Chatham Manor in southern Stafford County has topped a “15 for ’15” list of tourism sites to visit throughout the commonwealth.
The state tourism website Virginia is for Lovers (virginia.org) posted the annual list this week of the top 15 places for history lovers to see in 2015.
Chatham Manor, the 1771 Georgian mansion overlooking the Rappahannock River at Fredericksburg, was chosen because it was once also a magnet for famous guests such as George Washington, Robert E. Lee, Thomas Jefferson and William Henry Harrison.
Today, Chatham is the headquarters of the National Park Service’s Fredericksburg and Spotsylvania National Military Park.
Peter Maugle, a historian at Chatham, said visitation there is up, coming off the sesquicentennial commemoration of the Civil War.
About 15,000 to 20,000 people visit the mansion off Chatham Heights Road annually.
But Maugle called Chatham a “hidden gem,” because many people miss it when visiting the area’s four battlefields, not realizing the historic significance of the house.
For those who visited previously, the historic site is worth another look now that the Park Service has cleared some trees and underbrush on the slope below Chatham and in the floodplain along the river.
This spring, he said the Park Service will seed and do additional maintenance in that area.
Maugle said the cleared view offers visitors a chance to see the cityscape all the way up to Marye’s Heights, just as the Union army had during the Battle of Fredericksburg in 1862. During the Civil War, it was used as the headquarters of Union Maj.
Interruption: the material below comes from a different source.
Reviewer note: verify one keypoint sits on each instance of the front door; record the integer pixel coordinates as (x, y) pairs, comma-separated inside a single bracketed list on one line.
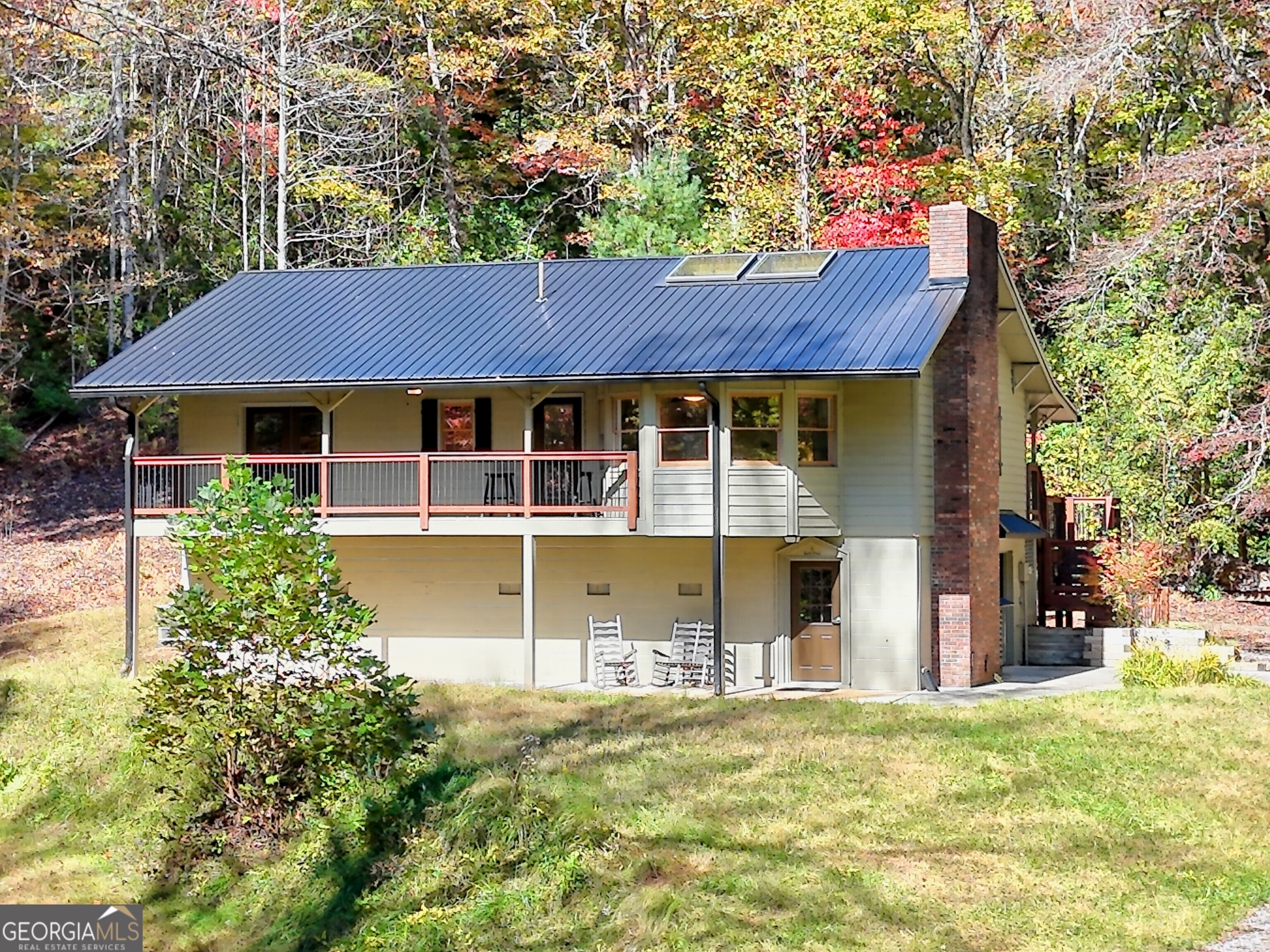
[(816, 605), (558, 426)]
Gen. Irvin McDowell, whom President Abraham Lincoln visited there.
It is the only private home in America to be visited by both Washington and Lincoln.
Poet Walt Whitman and Clara Barton, founder of the American chapter of the Red Cross, graced the home as volunteers when it became a makeshift field hospital during the Civil War.
Other top sites included on the state list are: Hatton Ferry in Scottsville, Lynnhaven House in Virginia Beach and Smith’s Fort Plantation in Surry.